在这里,我分享以下我对于BERT的主体网络代码的解析,因为时间有限,进行的比较仓促,难免会有错误,希望大家多多指教。

对于代码,我使用的是他人复现的pytorch版本。

paper:https://arxiv.org/pdf/1810.04805.pdf&usg=ALkJrhhzxlCL6yTht2BRmH9atgvKFxHsxQ

code:https://github.com/codertimo/BERT-pytorch

1. BERT主体网络代码,对于其中的Transformer的细节我并没有加进去,需要的同学可以去上面的仓库中寻找。

import torch.nn as nn
import torch
import math
from .attention import MultiHeadedAttention
from .utils import SublayerConnection, PositionwiseFeedForward
#-----------------------------------------------------------------#
# BERT: Bidirectional Encoder Representations from Transformers
# 可以直译为BERT:使用Transformer的双向编码器表示
#-----------------------------------------------------------------#
class BERT(nn.Module):
    def __init__(self, vocab_size, hidden=768, n_layers=12, attn_heads=12, dropout=0.1):
        super(BERT,self).__init__()
        """
        :param vocab_size: vocab_size of total words
        :param hidden: BERT model hidden size
        :param n_layers: numbers of Transformer blocks(layers),为Transformer中的encoder的层数
        :param attn_heads: number of attention heads
        :param dropout: dropout rate
        """
        self.hidden     = hidden
        self.n_layers   = n_layers
        self.attn_heads = attn_heads
        #----------------------------------------------#
        # 对于Feed Forward Network,paper中指出
        # 对于feed_forward_hidden他们使用了4*hidden_size
        #----------------------------------------------#
        self.feed_forward_hidden = hidden * 4
        #----------------------------------------------#
        # 对于BERT的编码操作,在这里是positional, segment
        # 以及token embeddings的sum操作
        #----------------------------------------------#
        self.embedding = BERTEmbedding(vocab_size=vocab_size, embed_size=hidden)
        #-------------------------------------------------#
        # 具有多层transformer encoder的transformer结构
        #-------------------------------------------------#
        self.transformer_blocks = nn.ModuleList([TransformerBlock(hidden, attn_heads, hidden * 4, dropout) for _ in range(n_layers)])

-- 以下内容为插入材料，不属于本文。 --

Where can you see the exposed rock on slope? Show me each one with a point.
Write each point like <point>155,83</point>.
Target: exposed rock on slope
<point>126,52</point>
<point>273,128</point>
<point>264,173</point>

    def forward(self, x, segment_info):
        # attention masking for padded token
        # torch.ByteTensor([batch_size, 1, seq_len, seq_len)
        mask = (x > 0).unsqueeze(1).repeat(1, x.size(1), 1).unsqueeze(1)
        #---------------------------------------------------#
        # 将一条句子嵌入转换为sequence of vectors
        #---------------------------------------------------#
        x = self.embedding(x, segment_info)
        #---------------------------------------------------#
        # pass through transformer layers
        #---------------------------------------------------#
        for transformer in self.transformer_blocks:
            x = transformer.forward(x, mask)

        return x

#---------------------------------------------------------------------------------#
# BERTEmbedding这一个类的定义
#    BERT Embedding which is consisted with under features
#       1. TokenEmbedding : normal embedding matrix
#       2. PositionalEmbedding : adding positional information using sin, cos
#       3. SegmentEmbedding : adding sentence segment info, (sent_A:1, sent_B:2)
#---------------------------------------------------------------------------------#
class BERTEmbedding(nn.Module):
    def __init__(self, vocab_size, embed_size, dropout=0.1):
        """
        :param vocab_size: total vocab size
        :param embed_size: embedding size of token embedding
        :param dropout: dropout rate
        """
        super(BERTEmbedding,self).__init__()
        self.embed_size = embed_size
        self.token      = TokenEmbedding(vocab_size=vocab_size, embed_size=embed_size)
        self.position   = PositionalEmbedding(d_model=self.token.embedding_dim)
        self.segment    = SegmentEmbedding(embed_size=self.token.embedding_dim)
        self.dropout    = nn.Dropout(p=dropout)
    #------------------------------------------------------------------------#
    # 将TokenEmbedding,PositionalEmbedding以及SegmentEmbedding
    # 三部分相加,之后过Dropout来降低过拟合发生的风险,最后得出BERTEmbedding这一个类的输出
    #------------------------------------------------------------------------#
    def forward(self, sequence, segment_label):
        x = self.token(sequence) + self.position(sequence) + self.segment(segment_label)
        return self.dropout(x)

#-----------------------------------------------#
# TokenEmbedding以及SegmentEmbedding这两个类的定义
# 两者都继承nn.Embedding这个方法
#-----------------------------------------------#
class TokenEmbedding(nn.Embedding):
    def __init__(self, vocab_size, embed_size=512):
        super(TokenEmbedding,self).__init__(vocab_size, embed_size, padding_idx=0)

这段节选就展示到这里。